Watch: Thousands March for Lions
No, Melissa Bachman, South Africans don’t want your blood money. They want their lions alive and well, thank you very much.
Over the weekend, thousands of people in dozens of cities all around the world—including Hong Kong, Johannesburg, Madrid, Rio de Janeiro, Stockholm, and Sydney—participated in the Global March for Lions, an event intended to raise awareness of South Africa’s shameful canned- hunting industry.
In South Africa, there are currently more lions in captivity than there are in the wild. Just like in the U.S., lion cubs are bred for cheap photo ops, but when they get too big to be handled, they are sold, usually either to zoos or canned-hunting ranches. And just like in the U.S., these breeding programs do nothing to help wild populations, which have plummeted by 90 percent since the ’70s, because tame captive-bred lions cannot be released into the wild.
Hundreds of lions are killed on South African hunting ranches every year, shot by rich hunters who like to claim that the exorbitant fees that they pay for shooting what are essentially tame lions “in a barrel” are going toward “conservation” work. But they’re actually helping to perpetuate the cycle of breeding and discarding captive lions as well as the sale of lion bones and other parts to China.

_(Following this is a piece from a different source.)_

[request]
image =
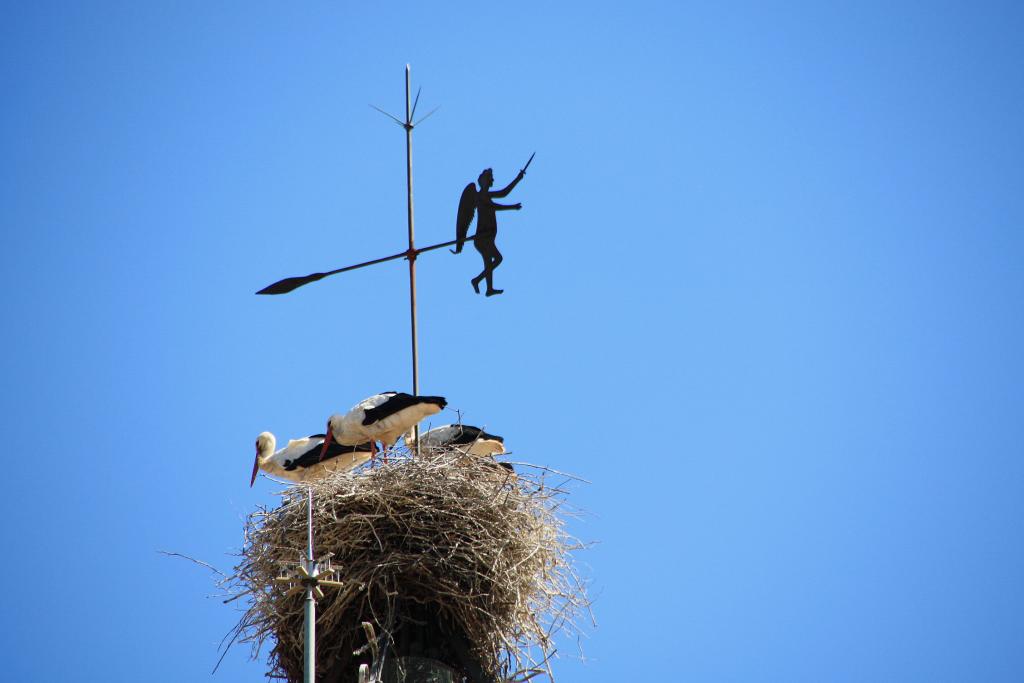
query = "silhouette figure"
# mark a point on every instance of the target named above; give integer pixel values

In a videotaped prayer, Archbishop Desmond Tutu expressed his hope that the march would be successful in raising awareness of “[human] predators who go around destroying [God’s] creation, beautiful animals.”
What You Can Do
Don’t patronize businesses run by gun-happy CEOs, such as GoDaddy’s Bob Parsons or Jimmy John’s Jimmy John Liautaud. Never buy a ticket to any zoo, pseudo-sanctuary, “safari park,” or “big-cat encounter” where the animals are being bred or photo ops with cubs are offered. Animals discarded from such operations are often sold at auction to the highest bidder and can wind up anywhere from a cramped cage in a collector’s backyard to a canned-hunting ranch.